Björn Böhning : In 2018 we defined in the Federal Government's AI strategy that we want to establish a clear observatory for applications of artificial intelligence. Its task: to observe and analyze the technological developments of AI and their consequences in a structured process. We start now.
ZEIT ONLINE: How exactly?
Björn Böhning is Secretary of State in the Federal Ministry of Labor and Social Affairs, where the AI Observatory is located. © J. Konrad Schmidt / BMAS
Böhning: We will look at where there are opportunities and potentials of artificial intelligence, where we can expand them and how we can speed up the transfer, for example, to companies. One important question: what are the risks in this technology and how do we deal with it in the future?
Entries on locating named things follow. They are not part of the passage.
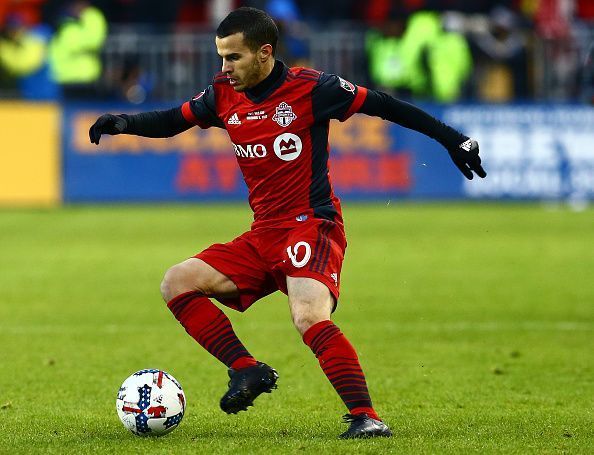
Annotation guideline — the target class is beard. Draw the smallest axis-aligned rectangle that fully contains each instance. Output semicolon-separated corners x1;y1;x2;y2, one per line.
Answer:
234;58;263;92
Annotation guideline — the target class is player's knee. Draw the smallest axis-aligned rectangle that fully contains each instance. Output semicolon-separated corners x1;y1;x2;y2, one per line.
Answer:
161;264;196;302
291;302;330;335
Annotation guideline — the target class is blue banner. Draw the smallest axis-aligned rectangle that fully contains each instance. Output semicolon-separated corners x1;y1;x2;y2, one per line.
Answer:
63;105;594;202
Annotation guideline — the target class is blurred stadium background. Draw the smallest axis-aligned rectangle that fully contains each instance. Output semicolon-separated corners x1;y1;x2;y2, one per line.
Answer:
0;0;594;207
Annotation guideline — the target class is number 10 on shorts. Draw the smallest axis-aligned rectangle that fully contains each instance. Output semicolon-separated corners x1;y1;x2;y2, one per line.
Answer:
287;242;311;269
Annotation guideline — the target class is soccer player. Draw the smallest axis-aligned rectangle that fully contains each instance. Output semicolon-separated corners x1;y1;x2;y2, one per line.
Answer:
89;7;486;438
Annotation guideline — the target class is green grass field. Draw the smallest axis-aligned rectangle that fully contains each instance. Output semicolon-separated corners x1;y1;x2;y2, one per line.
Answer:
0;204;594;454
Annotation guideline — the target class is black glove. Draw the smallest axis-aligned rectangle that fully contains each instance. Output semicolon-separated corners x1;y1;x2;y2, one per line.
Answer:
89;114;128;145
448;139;487;180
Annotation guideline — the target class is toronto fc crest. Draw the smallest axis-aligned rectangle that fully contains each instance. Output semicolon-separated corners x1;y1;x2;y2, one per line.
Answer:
272;101;297;128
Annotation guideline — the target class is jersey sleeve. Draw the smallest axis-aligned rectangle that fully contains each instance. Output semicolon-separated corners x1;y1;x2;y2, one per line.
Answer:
312;73;367;122
182;85;225;129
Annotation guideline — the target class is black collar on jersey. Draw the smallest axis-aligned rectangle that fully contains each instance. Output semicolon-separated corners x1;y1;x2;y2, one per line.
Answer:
245;60;289;103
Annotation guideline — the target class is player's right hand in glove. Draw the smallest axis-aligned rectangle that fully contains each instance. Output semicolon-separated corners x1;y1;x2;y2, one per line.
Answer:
448;139;487;180
89;114;128;145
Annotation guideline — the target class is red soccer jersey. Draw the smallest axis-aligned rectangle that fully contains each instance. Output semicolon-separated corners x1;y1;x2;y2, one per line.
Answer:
182;61;367;224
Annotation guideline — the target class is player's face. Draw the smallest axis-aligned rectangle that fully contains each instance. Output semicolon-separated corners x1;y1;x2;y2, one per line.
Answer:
215;33;272;92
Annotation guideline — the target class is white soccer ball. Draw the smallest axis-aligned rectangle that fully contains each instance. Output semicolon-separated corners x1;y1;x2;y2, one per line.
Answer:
116;370;186;436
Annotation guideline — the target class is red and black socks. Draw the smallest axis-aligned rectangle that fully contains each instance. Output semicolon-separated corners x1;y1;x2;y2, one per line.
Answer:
303;320;380;420
167;291;257;370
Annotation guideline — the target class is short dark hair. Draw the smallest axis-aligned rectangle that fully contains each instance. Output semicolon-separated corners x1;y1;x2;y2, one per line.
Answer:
217;6;278;54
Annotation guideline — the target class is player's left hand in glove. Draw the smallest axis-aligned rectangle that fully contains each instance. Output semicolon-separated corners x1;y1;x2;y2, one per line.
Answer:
89;114;128;145
448;139;487;180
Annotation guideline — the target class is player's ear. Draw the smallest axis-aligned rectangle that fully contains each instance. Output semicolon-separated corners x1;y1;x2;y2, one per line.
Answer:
258;44;274;63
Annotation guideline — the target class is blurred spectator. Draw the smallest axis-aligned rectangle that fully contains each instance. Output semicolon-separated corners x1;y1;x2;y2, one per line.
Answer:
49;0;107;98
471;6;528;102
264;0;311;66
0;13;59;100
534;0;580;99
366;11;472;102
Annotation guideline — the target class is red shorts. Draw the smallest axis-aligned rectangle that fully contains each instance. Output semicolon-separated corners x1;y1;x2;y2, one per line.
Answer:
194;217;347;311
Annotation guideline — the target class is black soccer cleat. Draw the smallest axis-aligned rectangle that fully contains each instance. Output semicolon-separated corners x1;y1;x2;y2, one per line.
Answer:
339;414;392;439
221;362;278;414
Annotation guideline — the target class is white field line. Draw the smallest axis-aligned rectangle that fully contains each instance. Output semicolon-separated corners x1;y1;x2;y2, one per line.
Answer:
0;320;594;337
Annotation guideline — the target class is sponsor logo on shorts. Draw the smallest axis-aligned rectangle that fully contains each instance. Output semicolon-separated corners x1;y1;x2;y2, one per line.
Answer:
274;133;303;161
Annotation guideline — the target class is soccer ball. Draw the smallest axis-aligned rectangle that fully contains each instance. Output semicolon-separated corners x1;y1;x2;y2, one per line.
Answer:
116;370;186;436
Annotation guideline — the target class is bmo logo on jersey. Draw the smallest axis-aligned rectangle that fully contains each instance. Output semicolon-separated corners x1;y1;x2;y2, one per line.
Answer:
231;142;266;158
274;133;303;161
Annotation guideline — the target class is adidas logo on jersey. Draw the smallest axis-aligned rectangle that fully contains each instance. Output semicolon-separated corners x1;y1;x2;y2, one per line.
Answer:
227;112;241;125
459;139;472;152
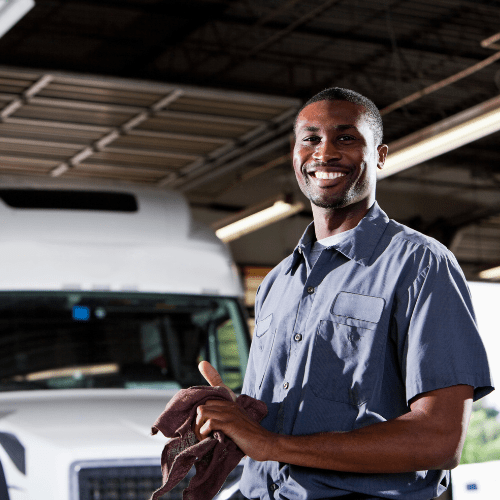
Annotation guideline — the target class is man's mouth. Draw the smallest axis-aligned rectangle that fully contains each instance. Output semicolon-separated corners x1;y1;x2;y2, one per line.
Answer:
308;170;347;180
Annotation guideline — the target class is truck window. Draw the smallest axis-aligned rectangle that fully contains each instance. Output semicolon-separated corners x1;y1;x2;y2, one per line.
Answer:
0;292;248;391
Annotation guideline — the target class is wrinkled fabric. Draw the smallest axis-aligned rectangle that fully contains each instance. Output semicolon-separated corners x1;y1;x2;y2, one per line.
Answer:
151;386;267;500
240;202;493;500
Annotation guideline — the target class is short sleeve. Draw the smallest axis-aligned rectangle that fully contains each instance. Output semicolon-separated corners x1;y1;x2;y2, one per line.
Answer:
396;252;493;402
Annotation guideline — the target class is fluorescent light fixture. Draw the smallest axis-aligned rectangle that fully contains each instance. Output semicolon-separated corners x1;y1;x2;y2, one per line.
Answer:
0;0;35;37
479;266;500;280
24;363;120;381
215;200;304;243
377;96;500;179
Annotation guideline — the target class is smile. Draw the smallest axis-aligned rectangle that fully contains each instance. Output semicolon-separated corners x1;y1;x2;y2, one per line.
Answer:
308;170;347;180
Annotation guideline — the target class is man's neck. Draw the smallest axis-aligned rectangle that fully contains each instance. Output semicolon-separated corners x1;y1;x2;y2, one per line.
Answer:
312;197;373;240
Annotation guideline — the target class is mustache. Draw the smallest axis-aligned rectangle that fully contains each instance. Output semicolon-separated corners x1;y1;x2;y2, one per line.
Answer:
303;161;354;172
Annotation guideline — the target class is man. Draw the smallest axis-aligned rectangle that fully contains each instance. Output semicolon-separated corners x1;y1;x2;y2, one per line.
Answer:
196;88;493;500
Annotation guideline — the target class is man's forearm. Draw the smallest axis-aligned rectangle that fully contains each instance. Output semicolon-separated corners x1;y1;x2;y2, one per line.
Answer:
267;408;457;473
197;385;473;473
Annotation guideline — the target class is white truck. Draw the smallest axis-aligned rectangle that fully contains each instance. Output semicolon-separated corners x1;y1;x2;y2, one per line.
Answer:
0;176;249;500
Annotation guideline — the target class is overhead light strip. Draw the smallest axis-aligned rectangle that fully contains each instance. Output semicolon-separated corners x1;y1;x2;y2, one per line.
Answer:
377;97;500;179
479;266;500;280
0;0;35;37
215;200;304;243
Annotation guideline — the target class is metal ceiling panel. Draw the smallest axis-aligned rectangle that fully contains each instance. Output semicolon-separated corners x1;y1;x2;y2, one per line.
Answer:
0;68;299;183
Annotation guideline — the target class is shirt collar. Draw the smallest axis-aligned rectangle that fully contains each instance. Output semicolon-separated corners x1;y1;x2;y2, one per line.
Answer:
285;202;389;274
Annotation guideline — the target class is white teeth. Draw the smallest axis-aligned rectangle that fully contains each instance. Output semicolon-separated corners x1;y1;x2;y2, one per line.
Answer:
314;171;346;180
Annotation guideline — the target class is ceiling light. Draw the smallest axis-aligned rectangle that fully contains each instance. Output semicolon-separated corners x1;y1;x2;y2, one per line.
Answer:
377;96;500;179
215;200;304;243
479;266;500;280
0;0;35;37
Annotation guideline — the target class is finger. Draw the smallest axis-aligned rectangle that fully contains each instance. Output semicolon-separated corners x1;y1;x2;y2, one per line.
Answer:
198;361;226;387
198;361;236;401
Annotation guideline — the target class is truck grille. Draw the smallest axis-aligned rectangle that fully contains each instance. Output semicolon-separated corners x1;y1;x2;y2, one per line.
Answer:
73;464;244;500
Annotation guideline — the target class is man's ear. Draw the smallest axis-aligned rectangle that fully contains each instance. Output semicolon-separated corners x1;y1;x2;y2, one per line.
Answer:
290;132;295;157
377;144;389;170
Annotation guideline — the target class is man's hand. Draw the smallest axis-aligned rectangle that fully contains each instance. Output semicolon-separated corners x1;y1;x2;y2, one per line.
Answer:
193;361;273;460
198;361;236;401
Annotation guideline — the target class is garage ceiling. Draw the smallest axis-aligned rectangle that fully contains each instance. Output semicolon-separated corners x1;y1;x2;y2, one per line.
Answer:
0;0;500;278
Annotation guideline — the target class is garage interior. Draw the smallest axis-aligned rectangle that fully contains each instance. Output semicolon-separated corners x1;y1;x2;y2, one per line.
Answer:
0;0;500;296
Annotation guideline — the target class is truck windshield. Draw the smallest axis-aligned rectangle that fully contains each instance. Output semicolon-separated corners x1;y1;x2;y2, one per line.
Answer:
0;292;249;391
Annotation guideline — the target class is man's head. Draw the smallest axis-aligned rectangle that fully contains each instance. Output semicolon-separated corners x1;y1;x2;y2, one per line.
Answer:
294;87;384;146
293;88;387;212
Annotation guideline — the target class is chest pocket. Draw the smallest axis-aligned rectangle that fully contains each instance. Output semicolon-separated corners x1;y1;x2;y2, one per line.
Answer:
309;292;385;406
252;314;276;390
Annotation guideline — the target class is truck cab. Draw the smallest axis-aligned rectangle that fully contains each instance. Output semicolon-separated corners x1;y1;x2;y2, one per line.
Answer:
0;177;249;500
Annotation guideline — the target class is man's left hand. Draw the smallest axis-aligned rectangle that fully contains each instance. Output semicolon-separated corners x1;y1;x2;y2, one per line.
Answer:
194;361;273;461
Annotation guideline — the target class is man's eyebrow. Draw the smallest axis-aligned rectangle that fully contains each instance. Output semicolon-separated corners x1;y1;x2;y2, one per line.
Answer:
335;125;357;130
302;124;357;132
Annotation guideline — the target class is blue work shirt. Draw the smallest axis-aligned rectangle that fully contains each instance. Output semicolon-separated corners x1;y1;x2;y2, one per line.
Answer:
240;203;493;500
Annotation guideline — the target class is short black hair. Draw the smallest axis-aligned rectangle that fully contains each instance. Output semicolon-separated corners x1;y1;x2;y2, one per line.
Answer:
293;87;384;146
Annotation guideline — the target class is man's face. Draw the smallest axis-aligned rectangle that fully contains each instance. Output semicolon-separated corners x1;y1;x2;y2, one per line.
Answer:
293;101;387;209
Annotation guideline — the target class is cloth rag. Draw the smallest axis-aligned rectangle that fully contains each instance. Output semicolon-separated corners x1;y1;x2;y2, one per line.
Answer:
150;386;267;500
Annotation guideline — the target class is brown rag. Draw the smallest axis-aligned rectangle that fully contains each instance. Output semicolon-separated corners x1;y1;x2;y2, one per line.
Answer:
150;386;267;500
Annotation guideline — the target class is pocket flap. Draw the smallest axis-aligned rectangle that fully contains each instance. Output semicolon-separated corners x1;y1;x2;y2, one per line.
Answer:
255;314;273;337
331;292;385;323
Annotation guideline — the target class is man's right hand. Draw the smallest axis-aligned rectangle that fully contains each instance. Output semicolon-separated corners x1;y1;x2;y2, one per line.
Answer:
193;361;236;441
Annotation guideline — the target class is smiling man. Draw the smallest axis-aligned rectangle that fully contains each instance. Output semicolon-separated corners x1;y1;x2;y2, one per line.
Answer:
195;88;493;500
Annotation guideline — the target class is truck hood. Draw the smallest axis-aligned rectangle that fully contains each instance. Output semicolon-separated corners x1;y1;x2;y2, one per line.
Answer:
0;389;176;460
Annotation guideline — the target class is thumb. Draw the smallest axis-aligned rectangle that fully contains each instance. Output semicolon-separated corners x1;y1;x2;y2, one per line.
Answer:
198;361;236;401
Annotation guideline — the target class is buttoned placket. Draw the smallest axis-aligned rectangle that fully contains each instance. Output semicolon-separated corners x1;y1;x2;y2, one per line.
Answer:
277;244;335;433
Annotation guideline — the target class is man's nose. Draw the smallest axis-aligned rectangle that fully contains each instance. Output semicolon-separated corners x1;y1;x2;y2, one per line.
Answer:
312;141;342;163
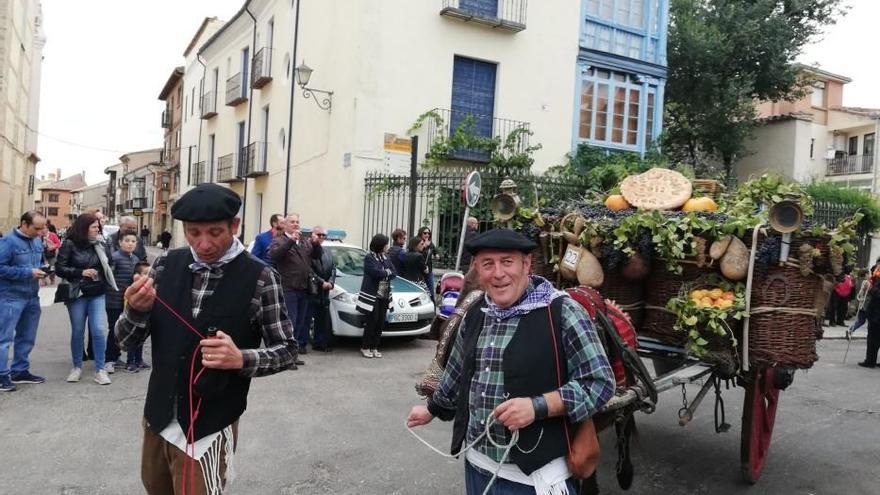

ZEIT ONLINE: Under a TÜVstellen many before a test center, which certifies something - just like the car. In fact, you start by looking at what regulation it would need for AI and what suitable framework would be. Correctly?
Böhning: We proceed in several steps. First, we examine how far artificial intelligence penetration is in this country, what it can do now and where it is used. Let us derive proposals for a regulatory framework. This is not a TÜV like for the car. But, for example, when I look at the proposal of the Data Ethics Commission for a Risk Pyramid, which provides for different levels of regulation, I increasingly come to the conclusion that we will need something like that. EinKI-TÜV with a corresponding institution would go in this direction.
ZEIT ONLINE: It is said that you start with eight employees. That does not sound like much now.
Böhning: The eight people will be hired this day. Federal Minister Hubertus Heil will open the observatory early next year.
ZEIT ONLINE: How long will it take for a kind of German testing laboratory to emerge, the concrete AI applications for companies, in devices with voice control, in nursing and medicine, in traffic and ultimately in all areas of economy and society in different Classes of risk divided or even certified?
Böhning: We do not want to start a new authority from one day to the next. In recent years, ethical guidelines for AI have focused on issues of transparency, robustness and anti-discrimination. From this altitude, we now need to come a long way to the ground and answer the question as to what the ethical guidelines, such as the OECD or the EU, have in the past few years on artificial intelligence, in concrete terms, in the integration of technology Working world, for example.
ZEIT ONLINE: But what does that mean concretely? Where does one begin to think about, for example, how to make the artificial intelligence of an online retailer more transparent, how a regulation would look like?
Böhning: Well, such developments are not new. In other areas we know institutions that can demand transparency about what is used technologically. In the energy market, for example, or telecommunications. In artificial intelligence, however, it comes to the fact that it is a fluid technology. She adapts, empathizes, she updates. That is, we will not be able to write an AI law that predefines any state of aggregation of artificial intelligence in any way. What we can do, however, is to watch: Do employees have a say on how AI is used in the workplace and in which areas?
TIME ONLINE: For example?
Böhning: If AI is used in automobile production on a tape, works councils could negotiate and make process agreements, which happens exactly there. Then one could agree that the behavioral or performance control of every single worker, every worker at each workstation be excluded. We know from our projects that such rights of attorney and agreements lead to greater trust, to greater use and higher acceptance of AI in the workplace. And that is our goal.